For previously unirradiated patients, management should be similar to that of newly diagnosed tumors, with neoadjuvant therapy prior to surgery [III, A]. In centres with experience, intraoperative radiotherapy could also be considered [88].

For patients not candidate for potentially curative multimodality therapy, symptom relief can often be achieved through a diverting colostomy, endoscopic laser ablation, stent placement or palliative radiotherapy [V, C].

Follow up

About 25–40% of patients who present stage II or III of rectal cancer will develop recurrence. It is well reported than more than 90% of recurrences occur in the first 5 years after surgery and most of them within the first 3 years. Additionally, approximately 7% of patients will present with metachronous colon tumors.

Surveillance programs are generally based on physical examination, CEA evaluation, imaging and endoscopy, but the best follow-up strategy is not established (specific tests and inter-test interval). The most recent Cochrane analysis comparing less versus intensive follow-up, found that salvage surgery with curative intent was more frequent with intensive surveillance but this did not appear to translate into a survival advantage. Nevertheless, in line with most expert groups and published guidelines, we recommend intensive postoperative surveillance for most patients with resected stage II or III rectal cancer who would be considered candidates for curative-intent surgery. We also suggest not practicing any post-treatment surveillance for asymptomatic stage I rectal cancer except of interval colonoscopy. Besides, the surveillance strategy for resected stage IV disease should be individualized [22, 89].

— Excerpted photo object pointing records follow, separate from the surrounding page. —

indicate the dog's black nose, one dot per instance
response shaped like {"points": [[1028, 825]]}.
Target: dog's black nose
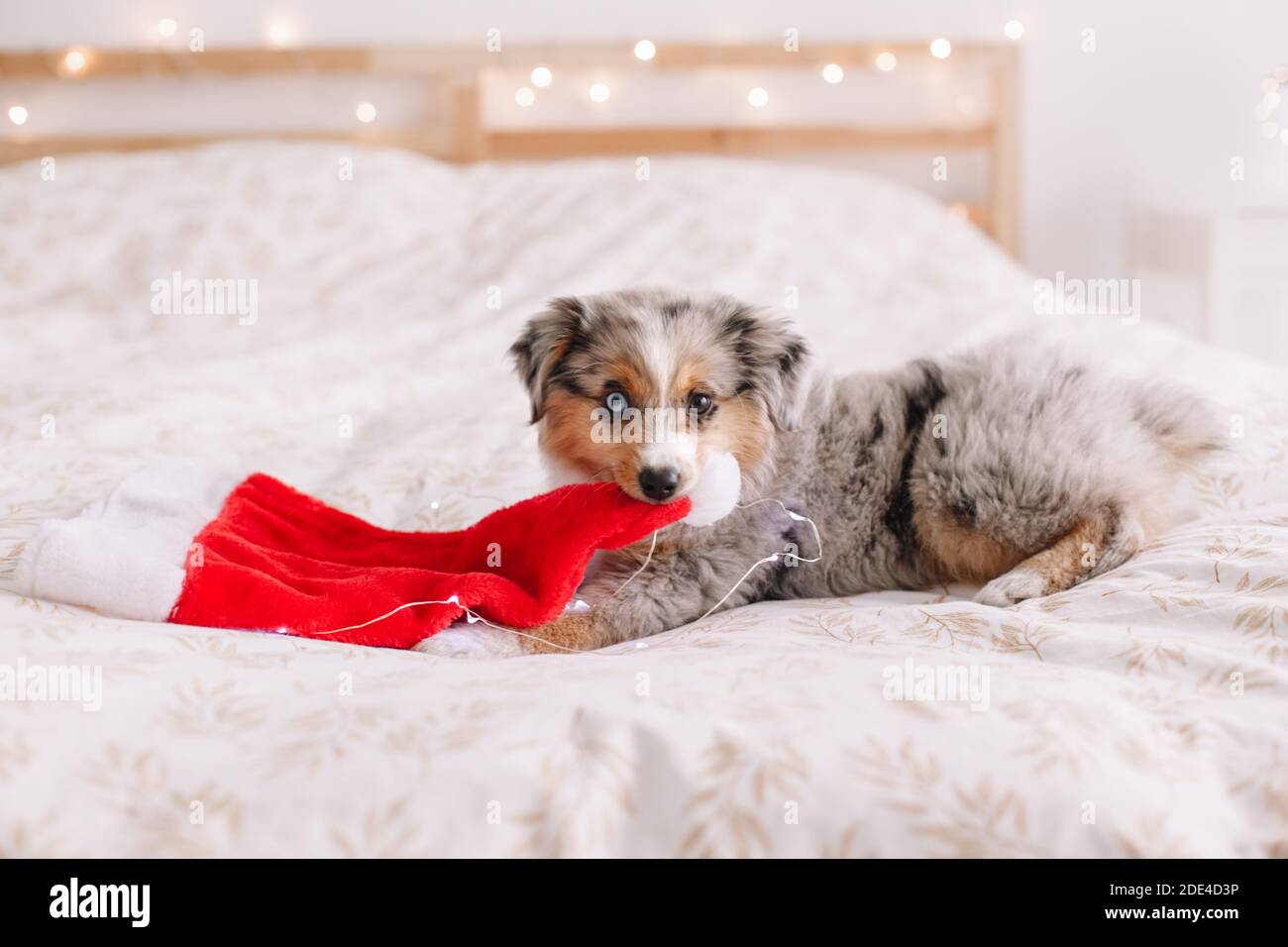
{"points": [[658, 482]]}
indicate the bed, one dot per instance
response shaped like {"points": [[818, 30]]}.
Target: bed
{"points": [[1141, 714]]}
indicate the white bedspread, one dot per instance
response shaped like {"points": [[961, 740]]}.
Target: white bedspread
{"points": [[1144, 712]]}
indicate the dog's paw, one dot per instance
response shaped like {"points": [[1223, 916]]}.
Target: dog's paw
{"points": [[472, 643], [1013, 587]]}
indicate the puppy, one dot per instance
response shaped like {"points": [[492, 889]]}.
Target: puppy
{"points": [[1006, 466]]}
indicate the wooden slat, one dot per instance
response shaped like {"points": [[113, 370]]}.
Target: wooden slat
{"points": [[425, 142], [1005, 155], [545, 144], [442, 59]]}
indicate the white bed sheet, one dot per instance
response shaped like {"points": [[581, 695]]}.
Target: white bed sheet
{"points": [[1144, 712]]}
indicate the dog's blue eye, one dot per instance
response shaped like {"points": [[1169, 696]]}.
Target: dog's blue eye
{"points": [[700, 403]]}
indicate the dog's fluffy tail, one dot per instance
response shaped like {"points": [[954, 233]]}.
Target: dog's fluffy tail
{"points": [[1185, 424]]}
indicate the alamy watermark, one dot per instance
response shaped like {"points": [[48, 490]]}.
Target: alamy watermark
{"points": [[634, 425], [936, 684], [191, 296], [1073, 296], [53, 684]]}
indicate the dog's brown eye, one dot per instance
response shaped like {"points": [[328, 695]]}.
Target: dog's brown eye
{"points": [[700, 403]]}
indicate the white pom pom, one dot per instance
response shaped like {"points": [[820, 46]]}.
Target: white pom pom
{"points": [[716, 492]]}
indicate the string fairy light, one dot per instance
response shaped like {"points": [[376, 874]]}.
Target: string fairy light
{"points": [[579, 605]]}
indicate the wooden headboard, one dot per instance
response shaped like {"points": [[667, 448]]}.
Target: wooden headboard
{"points": [[463, 133]]}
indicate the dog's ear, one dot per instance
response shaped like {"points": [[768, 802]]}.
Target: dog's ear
{"points": [[542, 344], [776, 361]]}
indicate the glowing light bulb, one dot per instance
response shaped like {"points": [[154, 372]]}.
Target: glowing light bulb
{"points": [[281, 34]]}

  • Clinical assessment and CEA determination every 3–6 months for the first 2 years, and then every 6 months for a total of 5 years [V, D]

  • Annual computed tomography (CT) of the chest, abdomen, and pelvis for 5 years [V, B]

  • Colonoscopy is recommended at approximately 1 year following resection (or at approximately 3–6 months post-resection if not performed preoperatively due to an obstructing lesion). Repeat colonoscopy is typically recommended at 3 years, and then every 5 years thereafter, unless follow-up colonoscopy indicates advanced adenoma (villous polyp, polyp > 1 cm, or high-grade dysplasia), in which case colonoscopy should be repeated in 1 year [I, A].

  • For patients with rectal cancer treated with transanal local excision only or those who have undergone low anterior resection and who have not received pelvic radiation therapy (RT), we suggest flexible proctosigmoidoscopy every 6 months for 3–5 years.

We do not recommend for routine surveillance: faecal occult blood testing, liver function tests, complete blood count, chest radiograph, positron emission tomography (PET) scans or ctDNA assays (Fig. 1).

Fig. 1
figure 1

Recommendations for the management of rectal cancer

Surveillance should be guided by presumed risk of recurrence and functional status of the patient. Patients at higher risk should be considered for more frequent testing. Additionally, if the patient is not a surgical candidate or a candidate for systemic therapy because of severe comorbid conditions or advanced age, surveillance tests should not be performed [90].